La solution peut résider dans un mélange de ces deux visions : développer des outils technologiques spécifiques pointus et mettre en place des partenariats stratégiques pertinents entre acteurs proposant des offres complémentaires. C’est ce que promeut Rudy Lellouche, Chief Strategy Officier et General Manager France d’Adyoulike : « Je pense tout simplement que chaque acteur doit se concentrer sur son savoir-faire et trouver sa cible. Pour exister, il faut proposer au marché une technologie innovante et avoir de l’ambition ! Je suis pour la collaboration, voire les partenariats stratégiques entre acteurs de la French Tech, afin de monter des offres toujours plus fortes ensemble, en France et à l’international ! ». C’est également ce que recommande Olivier Reynaud, Co-founder et Chief Creative Officer de Teads.tv : « La force d’innovation est clé pour résister face à des plateformes où l’UX et la techno sont le coeur du réacteur. Il faut savoir faire du build-up et réunir des entrepreneurs pour scaler au plus vite ». La stratégie de la start-up montpelliéraine est intéressante. Elle aide les éditeurs à constituer une 3ème force face aux grandes plateformes. Et ça marche ! Teads dispose désormais d’un reach plus puissant que Facebook et Youtube aux USA, UK et en France (87% de reach selon médiamétrie contre 83% pour Facebook et 76% pour Youtube).
De manière générale, il est important pour les acteurs de la scène AdTech d’avoir une proposition de valeur claire ainsi qu’une technologie performante, renforcée par des résultats mesurables et transparents. Par exemple, Adikteev propose un « modèle de facturation à la performance qui nous permet d’être totalement alignés avec nos clients et de les accompagner dans une démarche purement ROIste tout en limitant leur risque au maximum ».
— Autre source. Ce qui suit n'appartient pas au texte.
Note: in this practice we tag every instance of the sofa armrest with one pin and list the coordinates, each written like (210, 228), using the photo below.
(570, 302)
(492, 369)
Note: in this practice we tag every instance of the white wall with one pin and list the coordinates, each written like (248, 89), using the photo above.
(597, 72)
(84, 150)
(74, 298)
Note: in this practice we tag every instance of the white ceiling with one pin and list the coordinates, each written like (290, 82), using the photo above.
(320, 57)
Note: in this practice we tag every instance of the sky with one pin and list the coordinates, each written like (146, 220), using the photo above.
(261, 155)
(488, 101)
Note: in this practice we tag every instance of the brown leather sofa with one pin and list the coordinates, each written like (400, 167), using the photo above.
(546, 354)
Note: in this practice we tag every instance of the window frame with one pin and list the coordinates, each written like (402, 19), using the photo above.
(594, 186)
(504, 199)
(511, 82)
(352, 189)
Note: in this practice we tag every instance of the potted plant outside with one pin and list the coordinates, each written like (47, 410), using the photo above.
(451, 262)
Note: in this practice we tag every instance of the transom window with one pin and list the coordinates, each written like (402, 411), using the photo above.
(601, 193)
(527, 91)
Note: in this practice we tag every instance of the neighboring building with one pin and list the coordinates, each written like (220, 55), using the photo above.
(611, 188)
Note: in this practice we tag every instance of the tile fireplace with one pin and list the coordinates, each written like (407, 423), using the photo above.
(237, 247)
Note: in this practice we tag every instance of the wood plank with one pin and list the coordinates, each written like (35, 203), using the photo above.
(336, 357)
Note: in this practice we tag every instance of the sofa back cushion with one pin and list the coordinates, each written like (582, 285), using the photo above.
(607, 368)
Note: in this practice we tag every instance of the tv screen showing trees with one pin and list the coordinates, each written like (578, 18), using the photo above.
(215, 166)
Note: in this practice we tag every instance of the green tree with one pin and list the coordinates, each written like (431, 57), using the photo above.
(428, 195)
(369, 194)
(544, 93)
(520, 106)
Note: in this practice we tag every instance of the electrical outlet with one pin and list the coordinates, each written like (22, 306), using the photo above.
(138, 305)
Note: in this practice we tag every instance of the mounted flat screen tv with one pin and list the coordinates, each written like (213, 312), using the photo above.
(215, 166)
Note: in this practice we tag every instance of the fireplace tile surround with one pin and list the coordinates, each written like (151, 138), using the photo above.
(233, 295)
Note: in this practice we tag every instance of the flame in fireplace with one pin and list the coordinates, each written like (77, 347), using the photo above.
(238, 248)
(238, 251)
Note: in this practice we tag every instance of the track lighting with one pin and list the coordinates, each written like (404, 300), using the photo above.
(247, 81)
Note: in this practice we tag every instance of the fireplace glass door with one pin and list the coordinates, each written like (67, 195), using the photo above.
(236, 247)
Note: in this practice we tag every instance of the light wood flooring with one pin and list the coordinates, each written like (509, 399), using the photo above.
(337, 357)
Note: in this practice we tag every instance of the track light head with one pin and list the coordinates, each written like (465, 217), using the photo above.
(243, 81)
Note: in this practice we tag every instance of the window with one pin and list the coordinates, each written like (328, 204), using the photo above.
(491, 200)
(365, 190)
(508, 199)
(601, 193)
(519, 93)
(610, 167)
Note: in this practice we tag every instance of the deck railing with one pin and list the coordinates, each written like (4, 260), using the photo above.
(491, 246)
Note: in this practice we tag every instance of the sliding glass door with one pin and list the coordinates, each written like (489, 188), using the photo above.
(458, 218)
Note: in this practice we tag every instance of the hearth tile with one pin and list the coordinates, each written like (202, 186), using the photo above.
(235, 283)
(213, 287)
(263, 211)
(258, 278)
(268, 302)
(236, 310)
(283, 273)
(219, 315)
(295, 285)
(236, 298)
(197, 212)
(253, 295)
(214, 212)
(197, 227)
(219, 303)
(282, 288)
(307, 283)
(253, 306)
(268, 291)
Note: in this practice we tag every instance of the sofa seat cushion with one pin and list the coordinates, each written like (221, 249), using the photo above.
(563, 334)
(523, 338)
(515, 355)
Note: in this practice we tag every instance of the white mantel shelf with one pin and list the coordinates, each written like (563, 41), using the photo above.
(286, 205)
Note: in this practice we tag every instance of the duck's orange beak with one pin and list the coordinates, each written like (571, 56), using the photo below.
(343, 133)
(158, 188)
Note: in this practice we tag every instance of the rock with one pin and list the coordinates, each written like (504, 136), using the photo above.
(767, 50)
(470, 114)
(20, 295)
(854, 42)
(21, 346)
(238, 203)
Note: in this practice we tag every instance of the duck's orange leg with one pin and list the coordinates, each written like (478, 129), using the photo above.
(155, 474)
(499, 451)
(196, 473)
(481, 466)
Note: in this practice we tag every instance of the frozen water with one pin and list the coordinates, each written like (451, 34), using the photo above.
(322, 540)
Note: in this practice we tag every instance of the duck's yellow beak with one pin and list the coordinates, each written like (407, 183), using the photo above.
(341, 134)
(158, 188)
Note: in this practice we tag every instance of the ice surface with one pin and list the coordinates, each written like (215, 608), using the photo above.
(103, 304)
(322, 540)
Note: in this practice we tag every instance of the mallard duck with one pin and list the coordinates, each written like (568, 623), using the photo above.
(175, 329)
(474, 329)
Les alliances ne s’arrêtent pas à la complémentarité d’offres de différentes startups. Il est également possible pour celles-ci de travailler en collaboration avec des grands groupes afin d’innover toujours plus. C’est le cas d’Adyoulike, qui a intégré le logiciel d’intelligence artificielle Watson d’IBM afin de créer un meilleur ciblage sémantique pour la publicité native. D’autres, comme ADventori, on fait le choix de se lier à des agences de communication. Ces dernières ont en effet aujourd’hui de plus en plus un rôle de veille technologique afin de savoir identifier les technologies pertinentes aux yeux des annonceurs.
En bref, la formation d’alliances semble être une des clés de voûte du succès pour survivre à la future rationalisation du marché. D’autant plus que les évolutions à venir concernant la législation vont conduire les différents acteurs de la publicité digitale à faire face à de nouveaux challenges.
« S’allier pour disrupter, s’allier pour exister » pourrait bien être la nouvelle devise des acteurs du marché de l’AdTech en 2017.
* Interactive Advertising Bureau
** CBInsights
Business Partner au Hub Startups de Bpifrance, Pierre Garrigues est passionné de digital, d’innovation, de business développement et d’international.